Le plus urgent pour les forces de sécurité israéliennes est d’éviter l’éclatement de troubles massifs résultant des tensions exacerbées en Cisjordanie, à Jérusalem-Est et parmi les citoyens arabes israéliens. L’attentat de Jérusalem est considéré comme une grande victoire par les Palestiniens et pourrait inciter de nombreux jeunes dans les territoires et en Israël à s’en prendre aux forces de sécurité. Il faut également s’attendre à d’éventuelles émeutes ou actes de vengeance commis par des Juifs, poussés par la droite israélienne
Le gouvernement a le choix entre deux solutions. La première consisterait à accepter la proposition égyptienne négociée avec le Hamas pour s’entendre sur un cessez-le-feu. Cette trêve permettrait aux localités [israéliennes] proches de Gaza de souffler un peu et de rabaisser le niveau d’alerte antiterroriste en Israël. Mais dans le même temps, le Hamas pourrait se targuer d’une belle victoire et n’en sortirait que grandi, ce qui signifie que la prochaine vague d’attaques ne toucherait pas seulement Ashkelon mais aussi les habitants d’Ashdod et d’autres localités.
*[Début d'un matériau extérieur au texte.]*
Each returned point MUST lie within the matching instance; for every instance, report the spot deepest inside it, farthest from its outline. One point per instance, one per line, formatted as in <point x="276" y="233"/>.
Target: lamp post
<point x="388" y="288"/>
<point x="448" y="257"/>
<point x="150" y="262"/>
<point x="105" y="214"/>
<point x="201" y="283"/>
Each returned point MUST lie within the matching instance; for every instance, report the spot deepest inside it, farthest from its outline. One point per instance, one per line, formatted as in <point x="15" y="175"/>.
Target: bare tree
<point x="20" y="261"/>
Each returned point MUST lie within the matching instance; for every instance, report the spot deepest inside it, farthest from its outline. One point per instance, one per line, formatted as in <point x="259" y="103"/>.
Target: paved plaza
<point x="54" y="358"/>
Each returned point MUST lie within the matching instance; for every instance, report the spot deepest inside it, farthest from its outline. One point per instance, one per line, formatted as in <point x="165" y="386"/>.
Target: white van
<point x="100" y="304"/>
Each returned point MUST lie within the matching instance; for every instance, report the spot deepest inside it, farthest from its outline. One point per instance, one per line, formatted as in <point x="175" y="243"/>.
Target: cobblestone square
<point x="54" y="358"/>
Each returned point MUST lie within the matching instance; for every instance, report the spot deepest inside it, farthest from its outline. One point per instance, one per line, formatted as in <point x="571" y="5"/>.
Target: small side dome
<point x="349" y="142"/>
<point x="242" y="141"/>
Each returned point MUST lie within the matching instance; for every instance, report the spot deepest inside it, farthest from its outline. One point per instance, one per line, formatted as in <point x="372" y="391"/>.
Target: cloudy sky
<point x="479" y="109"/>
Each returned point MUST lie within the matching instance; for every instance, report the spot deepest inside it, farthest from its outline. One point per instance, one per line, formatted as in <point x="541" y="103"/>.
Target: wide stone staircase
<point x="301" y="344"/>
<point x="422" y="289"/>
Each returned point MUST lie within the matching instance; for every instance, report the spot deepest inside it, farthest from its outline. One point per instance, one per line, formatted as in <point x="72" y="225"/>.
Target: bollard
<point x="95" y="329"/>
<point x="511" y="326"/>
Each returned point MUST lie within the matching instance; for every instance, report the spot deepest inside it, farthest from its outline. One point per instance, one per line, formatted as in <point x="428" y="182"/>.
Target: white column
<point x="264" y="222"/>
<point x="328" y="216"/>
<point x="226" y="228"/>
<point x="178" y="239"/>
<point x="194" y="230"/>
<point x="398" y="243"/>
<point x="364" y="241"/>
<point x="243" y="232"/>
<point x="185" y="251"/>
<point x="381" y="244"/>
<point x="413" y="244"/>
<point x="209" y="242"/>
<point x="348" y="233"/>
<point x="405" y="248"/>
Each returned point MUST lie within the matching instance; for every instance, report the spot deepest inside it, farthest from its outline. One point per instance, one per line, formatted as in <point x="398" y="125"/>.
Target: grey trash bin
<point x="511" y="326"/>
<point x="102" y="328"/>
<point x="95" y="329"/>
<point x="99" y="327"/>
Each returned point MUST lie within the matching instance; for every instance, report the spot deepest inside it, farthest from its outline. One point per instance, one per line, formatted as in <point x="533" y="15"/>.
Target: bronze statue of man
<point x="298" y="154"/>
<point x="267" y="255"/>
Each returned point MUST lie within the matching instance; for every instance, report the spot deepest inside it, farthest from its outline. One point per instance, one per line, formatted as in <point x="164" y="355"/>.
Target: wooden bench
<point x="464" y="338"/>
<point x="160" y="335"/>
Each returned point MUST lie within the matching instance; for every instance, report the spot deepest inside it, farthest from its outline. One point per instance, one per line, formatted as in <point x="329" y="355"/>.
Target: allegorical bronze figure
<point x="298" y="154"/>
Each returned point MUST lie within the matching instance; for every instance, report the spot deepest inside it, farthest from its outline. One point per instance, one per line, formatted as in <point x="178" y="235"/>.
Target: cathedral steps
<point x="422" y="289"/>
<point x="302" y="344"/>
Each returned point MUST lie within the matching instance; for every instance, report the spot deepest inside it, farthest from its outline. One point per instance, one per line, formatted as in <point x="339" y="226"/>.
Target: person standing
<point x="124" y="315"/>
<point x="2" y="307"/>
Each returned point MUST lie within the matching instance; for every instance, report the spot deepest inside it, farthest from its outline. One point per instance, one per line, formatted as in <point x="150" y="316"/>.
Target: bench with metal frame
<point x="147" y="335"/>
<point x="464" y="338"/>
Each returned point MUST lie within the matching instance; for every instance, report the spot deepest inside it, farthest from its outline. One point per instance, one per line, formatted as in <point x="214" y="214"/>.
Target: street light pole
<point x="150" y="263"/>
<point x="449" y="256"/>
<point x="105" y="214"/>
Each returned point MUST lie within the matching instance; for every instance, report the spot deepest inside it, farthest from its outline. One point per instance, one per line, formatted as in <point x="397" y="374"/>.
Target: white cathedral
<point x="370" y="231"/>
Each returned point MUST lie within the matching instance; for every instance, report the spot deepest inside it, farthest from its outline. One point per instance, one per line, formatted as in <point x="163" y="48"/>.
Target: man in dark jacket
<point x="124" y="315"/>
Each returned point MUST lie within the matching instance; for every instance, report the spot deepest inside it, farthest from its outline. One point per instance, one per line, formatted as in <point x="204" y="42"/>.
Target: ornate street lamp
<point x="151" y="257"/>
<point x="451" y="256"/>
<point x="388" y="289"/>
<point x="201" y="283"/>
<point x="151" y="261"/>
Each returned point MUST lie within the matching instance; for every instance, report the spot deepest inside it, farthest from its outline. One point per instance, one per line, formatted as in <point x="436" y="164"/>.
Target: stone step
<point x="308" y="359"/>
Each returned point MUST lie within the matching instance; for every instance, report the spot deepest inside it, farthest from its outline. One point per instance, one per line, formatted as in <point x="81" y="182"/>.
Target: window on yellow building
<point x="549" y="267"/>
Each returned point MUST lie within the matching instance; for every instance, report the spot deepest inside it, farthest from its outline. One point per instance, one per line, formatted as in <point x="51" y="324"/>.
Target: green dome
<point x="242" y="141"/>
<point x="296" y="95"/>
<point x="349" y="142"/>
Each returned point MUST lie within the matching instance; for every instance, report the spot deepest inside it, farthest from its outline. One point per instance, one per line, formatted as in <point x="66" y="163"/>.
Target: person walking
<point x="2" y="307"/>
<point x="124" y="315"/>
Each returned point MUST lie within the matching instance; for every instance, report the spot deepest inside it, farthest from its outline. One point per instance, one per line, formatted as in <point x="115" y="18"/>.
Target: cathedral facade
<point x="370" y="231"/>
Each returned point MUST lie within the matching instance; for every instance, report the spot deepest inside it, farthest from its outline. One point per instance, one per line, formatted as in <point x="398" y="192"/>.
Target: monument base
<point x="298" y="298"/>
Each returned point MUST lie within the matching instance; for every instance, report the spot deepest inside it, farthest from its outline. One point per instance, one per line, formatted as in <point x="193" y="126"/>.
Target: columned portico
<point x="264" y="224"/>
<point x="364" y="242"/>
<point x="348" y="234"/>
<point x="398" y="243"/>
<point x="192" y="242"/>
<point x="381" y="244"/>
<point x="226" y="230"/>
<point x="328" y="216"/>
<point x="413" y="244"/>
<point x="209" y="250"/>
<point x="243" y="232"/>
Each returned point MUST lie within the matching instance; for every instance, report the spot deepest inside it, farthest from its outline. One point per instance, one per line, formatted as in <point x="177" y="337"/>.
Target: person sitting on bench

Le Hamas victorieux pourrait également gagner des partisans en Cisjordanie et finir de discréditer ce qui reste du gouvernement de Mahmoud Abbas.
Une autre solution consisterait à rejeter les conditions du Hamas pour augmenter la pression militaire sur la bande de Gaza. Le Hamas pourrait ainsi être amené à revoir sa stratégie et à accepter les conditions d’Israël pour un cessez-le-feu. Mais avant cela, il faudra s’attendre à une multiplication des tirs de roquettes et une aggravation du risque d’attentat en Israël et dans les Territoires occupés.
Si le gouvernement opte pour cette seconde option, nous devrons nous préparer à une longue période de combats sur tous les fronts ainsi qu’à un possible ralliement du Hezbollah libanais au Hamas. C’est toute la ligne de front qui doit être prête, notamment dans le Sud, y compris à une possible évacuation des femmes et des enfants. Il nous faut également œuvrer au plan diplomatique pour faire comprendre les motivations d’Israël.